Re: 2010/432 Benchmarks
Posted by: T. Muntean
Date: 02 October 2010 09:21
I do apologize for my late reply!
Please find hereafter some comments to explain the sense of our results reported in Section 8. Please note that our goal is NOT (yet!-in this paper)to publish the best parallel implementation or a specific parallel implementation for a given architecture; we only propose a method to parallelise such an algorithm in order to get generic efficient parallel versions. The performance figures are there to illustrate the results on usual well-known platforms.
(Thanks to your comments, I've posted a new version of the paper today which, I hope, is more specific on that).
DETAILS FOR YOUR REMARKS:
HAGEN: The performance figures for Skein are curiously low. The official submission document of Skein reports 6.1 cycles/byte for Skein-512 on a 64-bit architecture, which should result in well over 300 MB/s hashing speed on a 2.2 GHz machine. Even for a Java implementation, sphlib reports over 100 MB/s. By contrast, Figure 9 of this paper shows speeds below 40 MB/s. Moreover, Table 1 seems to contradict the sphlib results, or at least reveal questionable benchmarking methods employed here.
MUNTEAN: The tests for the Skein implementation and also for the sphlib-2.0 were done using a Dell Latitude D830, Intel(R) Core(TM)2 Duo CPU T7500 @ 2.20Ghz, with Ubuntu 9.10 and had as input a file of 700MB. In these conditions the results obtained are given in Table 1, the goal being here limited to the comparison of the two implementations having the same test conditions. By contrast the test results reported by sphlib were done on another platform ( Intel core2Dou, 2.4GHz, with Windows) and the result is shown for “long messages” of 8Mbits (the initialization and the finalization phases are not taken into account). The difference between the results may also be due to the HDD performance, (as the test have been done on a laptop), results on a RamDisk would have been better.
Tests for smaller files with different input parameters have been done – for a 500MB file 32MB/sec, for the same input pameters etc. ; but the reported results are the ones given for a chosen worst case scenario (a big file – 700MB, big leafs – 16KO, as many tree levels as possible, ...)
Hagen: Figure 10 is completely incomprehensible to me. Does it really show execution time, i.e., do larger numbers represent slower hashing? Then the sequential C implementation would be slower than the sequential Java implementation! If it's the other way around and higher means faster, then parallelization would actually slow down the Java implementation
MUNTEAN: Figure 10 shows the speed-up results (MB/s) for Skein-512, using as input a file of 700MB, for the C implementation (from the submission CD ), the Java tree sequential implementation and the parallel implementation using the thread pool method (for the tree implementation we used leafs of 16KO and nodes of 512 bits ).
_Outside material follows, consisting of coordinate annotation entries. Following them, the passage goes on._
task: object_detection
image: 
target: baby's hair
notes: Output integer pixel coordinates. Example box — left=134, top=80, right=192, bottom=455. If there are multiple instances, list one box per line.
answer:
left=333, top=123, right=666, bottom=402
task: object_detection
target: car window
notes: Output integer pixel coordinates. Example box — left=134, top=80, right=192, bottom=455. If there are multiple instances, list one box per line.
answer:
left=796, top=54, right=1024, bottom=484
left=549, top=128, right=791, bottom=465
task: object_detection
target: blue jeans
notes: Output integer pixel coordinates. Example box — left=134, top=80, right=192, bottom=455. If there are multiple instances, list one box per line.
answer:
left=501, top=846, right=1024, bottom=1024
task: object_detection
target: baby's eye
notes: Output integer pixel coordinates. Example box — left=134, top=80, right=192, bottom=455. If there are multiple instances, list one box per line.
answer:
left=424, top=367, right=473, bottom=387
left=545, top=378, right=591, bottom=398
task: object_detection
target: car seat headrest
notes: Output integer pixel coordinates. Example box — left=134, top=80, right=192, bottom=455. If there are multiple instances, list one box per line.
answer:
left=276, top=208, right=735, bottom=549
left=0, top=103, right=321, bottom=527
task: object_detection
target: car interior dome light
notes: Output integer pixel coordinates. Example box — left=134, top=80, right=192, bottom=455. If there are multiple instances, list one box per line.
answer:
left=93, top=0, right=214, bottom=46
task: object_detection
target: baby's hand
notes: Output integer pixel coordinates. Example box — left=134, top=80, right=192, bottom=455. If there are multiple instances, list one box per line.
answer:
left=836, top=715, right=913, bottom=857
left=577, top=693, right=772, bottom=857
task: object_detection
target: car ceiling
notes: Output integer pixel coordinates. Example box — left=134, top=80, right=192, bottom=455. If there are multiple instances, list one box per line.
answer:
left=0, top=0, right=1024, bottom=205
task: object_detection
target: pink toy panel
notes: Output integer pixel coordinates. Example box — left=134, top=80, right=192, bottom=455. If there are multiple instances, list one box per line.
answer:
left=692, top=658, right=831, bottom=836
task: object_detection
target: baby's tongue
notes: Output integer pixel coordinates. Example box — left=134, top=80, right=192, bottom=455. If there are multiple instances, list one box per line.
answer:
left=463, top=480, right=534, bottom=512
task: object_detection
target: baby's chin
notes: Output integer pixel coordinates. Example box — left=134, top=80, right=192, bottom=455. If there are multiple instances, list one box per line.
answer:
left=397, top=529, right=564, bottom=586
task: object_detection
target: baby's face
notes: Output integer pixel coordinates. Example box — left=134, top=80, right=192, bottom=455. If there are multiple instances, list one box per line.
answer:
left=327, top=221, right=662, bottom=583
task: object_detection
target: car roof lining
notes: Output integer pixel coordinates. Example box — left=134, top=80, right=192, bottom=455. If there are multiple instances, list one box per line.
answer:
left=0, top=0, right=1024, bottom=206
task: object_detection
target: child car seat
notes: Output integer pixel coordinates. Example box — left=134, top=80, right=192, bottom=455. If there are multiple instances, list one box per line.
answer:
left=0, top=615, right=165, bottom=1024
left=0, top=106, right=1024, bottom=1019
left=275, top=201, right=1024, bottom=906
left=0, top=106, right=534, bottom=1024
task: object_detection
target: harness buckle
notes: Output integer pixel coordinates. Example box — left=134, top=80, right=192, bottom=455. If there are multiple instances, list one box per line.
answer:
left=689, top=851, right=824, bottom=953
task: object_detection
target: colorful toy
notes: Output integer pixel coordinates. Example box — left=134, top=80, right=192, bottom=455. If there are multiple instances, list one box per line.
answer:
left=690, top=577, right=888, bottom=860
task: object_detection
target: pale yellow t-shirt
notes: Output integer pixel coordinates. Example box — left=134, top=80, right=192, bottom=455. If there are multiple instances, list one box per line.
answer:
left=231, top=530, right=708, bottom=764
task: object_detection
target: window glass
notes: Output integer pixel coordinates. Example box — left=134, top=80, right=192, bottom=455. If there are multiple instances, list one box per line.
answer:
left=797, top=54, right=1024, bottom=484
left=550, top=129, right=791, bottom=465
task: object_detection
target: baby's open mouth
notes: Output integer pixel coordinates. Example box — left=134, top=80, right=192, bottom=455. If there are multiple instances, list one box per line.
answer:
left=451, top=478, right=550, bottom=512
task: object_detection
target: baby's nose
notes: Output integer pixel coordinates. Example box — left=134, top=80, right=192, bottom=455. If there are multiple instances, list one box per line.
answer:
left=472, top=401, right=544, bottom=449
Thus, the figure illustrates the fact that the C tree sequential implementation for the worst case scenario is slower than the parallel Java implementation but faster than the tree sequential in Java. Of course larger messages are hashed slower, and if the input parameters are chosen correctly (at least two threads are created for the leaf level) than parallelization makes sense. Otherwise a sequential implementation is faster, as for the parallel implementation creation of different objects is needed ( ThreadPool, Threads etc.); this means time consumption.
HAGEN: My second issue with the results is that the speed-ups due to parallelization shown in Figure 9 seem to be very modest. By contrast, the PySkein implementation shows more than 50% speed-up on similar hardware, starting from competitive levels of performance (e.g., from 370 MB/s to 579 MB/s by using two cores). This is achieved by parallelizing only the leaf level of the tree and alternatingly assigning leaf nodes to one of two threads. For moderately large leaf sizes, runtime is dominated by leaf node processing anyway, so that assigning inner nodes to their own threads mainly incurs overhead.
MUNTEAN: The parallel implementation creates one thread for each node of the tree (max parallelism) and executes them when the internal OS thread scheduler decides (no realistic control on it). So the parallelization is done for each level, when there is only one synchronization point (control on it for the leaf level), you get better performances. This is because of the multiple synchronization points and also the overhead of the thread scheduler the execution time is smaller. So we can deduce from here that a better implementation would be to reduce the number of the synchronization points , rather than trying to obtain a higher speed up (only in theory). These results also show that your method and the one from the Skein reference paper offer better performance results, but have consequences on the tree’s structure (height of the tree).
Hope this will help!
Edited 2 time(s). Last edit at 25-Oct-2010 06:24 by T. Muntean.